Household food waste is to be collected separately in the Ireland, following the Irish environment minister’s decision to adhere to European food waste regulations.
Phil Hogan signed the European Union (Household Food Waste and Bio-Waste) Regulations 2013 yesterday in a bid to reduce food waste going to landfill.
A statement from the Irish Government said the regulations will help to direct household food waste to composting and to other forms of treatment, such as anaerobic digestion.
Under the regulations, waste collectors will have to provide a separate food waste collection. Brown bins for food waste will be rolled out across Ireland until 2016.
Householders will be required to segregate their food waste for separate food collections, or compost it at home, or bring it to treatment facilities such as anaerobic digestion sites or civic amenities sites.
They will be forbidden to dispose of food waste in black bins, which are used for residual waste.
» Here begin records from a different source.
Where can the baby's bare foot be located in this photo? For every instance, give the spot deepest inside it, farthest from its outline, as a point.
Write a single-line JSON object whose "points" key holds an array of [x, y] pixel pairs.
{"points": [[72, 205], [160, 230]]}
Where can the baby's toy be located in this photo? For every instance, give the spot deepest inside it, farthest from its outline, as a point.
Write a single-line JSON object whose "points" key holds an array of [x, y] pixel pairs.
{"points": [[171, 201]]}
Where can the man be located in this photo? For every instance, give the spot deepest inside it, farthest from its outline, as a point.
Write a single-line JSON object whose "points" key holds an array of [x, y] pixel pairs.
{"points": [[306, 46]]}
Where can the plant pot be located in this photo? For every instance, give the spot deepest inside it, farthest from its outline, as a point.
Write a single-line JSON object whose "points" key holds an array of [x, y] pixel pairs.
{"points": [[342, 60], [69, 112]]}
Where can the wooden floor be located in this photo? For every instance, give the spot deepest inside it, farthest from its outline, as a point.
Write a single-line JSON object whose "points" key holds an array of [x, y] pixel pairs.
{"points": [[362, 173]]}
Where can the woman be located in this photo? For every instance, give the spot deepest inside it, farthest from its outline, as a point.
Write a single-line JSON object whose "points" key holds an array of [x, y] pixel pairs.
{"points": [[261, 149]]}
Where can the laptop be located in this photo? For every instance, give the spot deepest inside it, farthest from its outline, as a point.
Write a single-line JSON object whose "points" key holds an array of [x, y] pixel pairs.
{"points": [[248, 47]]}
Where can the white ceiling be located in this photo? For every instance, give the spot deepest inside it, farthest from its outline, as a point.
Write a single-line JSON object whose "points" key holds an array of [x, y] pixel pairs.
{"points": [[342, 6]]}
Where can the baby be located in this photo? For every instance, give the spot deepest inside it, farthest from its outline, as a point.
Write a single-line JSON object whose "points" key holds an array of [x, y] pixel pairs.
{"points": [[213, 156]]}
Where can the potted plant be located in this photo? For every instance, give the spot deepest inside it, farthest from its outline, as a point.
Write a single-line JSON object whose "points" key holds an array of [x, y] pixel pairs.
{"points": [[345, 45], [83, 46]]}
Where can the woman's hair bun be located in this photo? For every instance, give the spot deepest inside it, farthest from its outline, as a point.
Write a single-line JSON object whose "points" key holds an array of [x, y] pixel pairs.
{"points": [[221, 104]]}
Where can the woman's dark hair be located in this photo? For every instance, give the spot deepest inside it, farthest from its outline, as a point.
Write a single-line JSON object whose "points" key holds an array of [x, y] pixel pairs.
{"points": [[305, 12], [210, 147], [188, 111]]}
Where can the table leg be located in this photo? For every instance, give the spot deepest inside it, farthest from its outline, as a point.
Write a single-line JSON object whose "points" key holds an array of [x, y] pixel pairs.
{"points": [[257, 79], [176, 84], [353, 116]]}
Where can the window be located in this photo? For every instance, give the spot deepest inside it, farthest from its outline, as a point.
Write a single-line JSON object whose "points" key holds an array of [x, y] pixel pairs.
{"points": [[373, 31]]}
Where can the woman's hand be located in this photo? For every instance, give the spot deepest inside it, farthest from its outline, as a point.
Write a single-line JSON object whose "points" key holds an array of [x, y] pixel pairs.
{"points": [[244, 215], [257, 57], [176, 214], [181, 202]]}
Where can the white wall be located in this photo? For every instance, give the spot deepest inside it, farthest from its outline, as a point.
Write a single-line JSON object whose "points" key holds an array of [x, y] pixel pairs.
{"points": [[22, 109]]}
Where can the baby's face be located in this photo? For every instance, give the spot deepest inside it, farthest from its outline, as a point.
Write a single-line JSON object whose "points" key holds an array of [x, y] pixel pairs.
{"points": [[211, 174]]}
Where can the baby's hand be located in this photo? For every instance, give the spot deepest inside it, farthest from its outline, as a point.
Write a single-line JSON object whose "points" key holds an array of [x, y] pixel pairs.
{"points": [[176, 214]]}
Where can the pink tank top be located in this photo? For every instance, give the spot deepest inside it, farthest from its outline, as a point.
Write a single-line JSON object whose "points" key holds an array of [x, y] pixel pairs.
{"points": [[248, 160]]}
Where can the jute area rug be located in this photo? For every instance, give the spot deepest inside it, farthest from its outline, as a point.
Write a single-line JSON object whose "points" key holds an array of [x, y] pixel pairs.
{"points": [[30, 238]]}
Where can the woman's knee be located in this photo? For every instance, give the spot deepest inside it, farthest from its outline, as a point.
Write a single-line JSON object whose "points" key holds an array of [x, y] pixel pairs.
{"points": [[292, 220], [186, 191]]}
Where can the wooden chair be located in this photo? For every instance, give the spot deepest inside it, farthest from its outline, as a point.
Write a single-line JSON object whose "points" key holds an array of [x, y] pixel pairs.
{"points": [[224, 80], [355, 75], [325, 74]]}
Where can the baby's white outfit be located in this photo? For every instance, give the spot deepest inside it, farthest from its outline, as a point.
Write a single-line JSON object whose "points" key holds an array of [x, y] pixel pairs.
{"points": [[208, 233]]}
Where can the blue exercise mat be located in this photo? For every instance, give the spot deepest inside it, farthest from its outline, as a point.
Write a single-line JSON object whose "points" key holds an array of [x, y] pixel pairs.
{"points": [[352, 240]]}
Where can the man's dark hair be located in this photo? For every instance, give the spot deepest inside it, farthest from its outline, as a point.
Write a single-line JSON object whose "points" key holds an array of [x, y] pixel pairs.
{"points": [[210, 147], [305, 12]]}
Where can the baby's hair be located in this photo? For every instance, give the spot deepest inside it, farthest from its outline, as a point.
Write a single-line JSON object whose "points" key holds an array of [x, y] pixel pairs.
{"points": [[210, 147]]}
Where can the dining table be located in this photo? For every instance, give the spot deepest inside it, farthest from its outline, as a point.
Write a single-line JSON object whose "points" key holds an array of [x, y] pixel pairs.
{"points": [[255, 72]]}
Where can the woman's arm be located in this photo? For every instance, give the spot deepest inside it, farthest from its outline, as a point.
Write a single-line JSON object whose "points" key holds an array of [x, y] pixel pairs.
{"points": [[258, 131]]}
Nor will they be allowed to get rid of it into the sewerage system by shredding or hydrating it.
According to the Irish Environmental Protection Agency, in 2010 organic waste comprised about 23% of the household bin waste stream, by weight.
Signing up to the regulations would also help the Irish Government achieve the targets set out in the Waste Framework Directive, and complete Ireland’s requirements to apply the waste hierarchy to food waste.
The decision to enforce food waste segregation was signposted in the recently-published policy document: “A Resource Opportunity –Waste Management Policy in Ireland”.
Biodegradable waste sent to landfill in Ireland in 2010 was 860,000 tonnes, a 19% fall compared to the year before.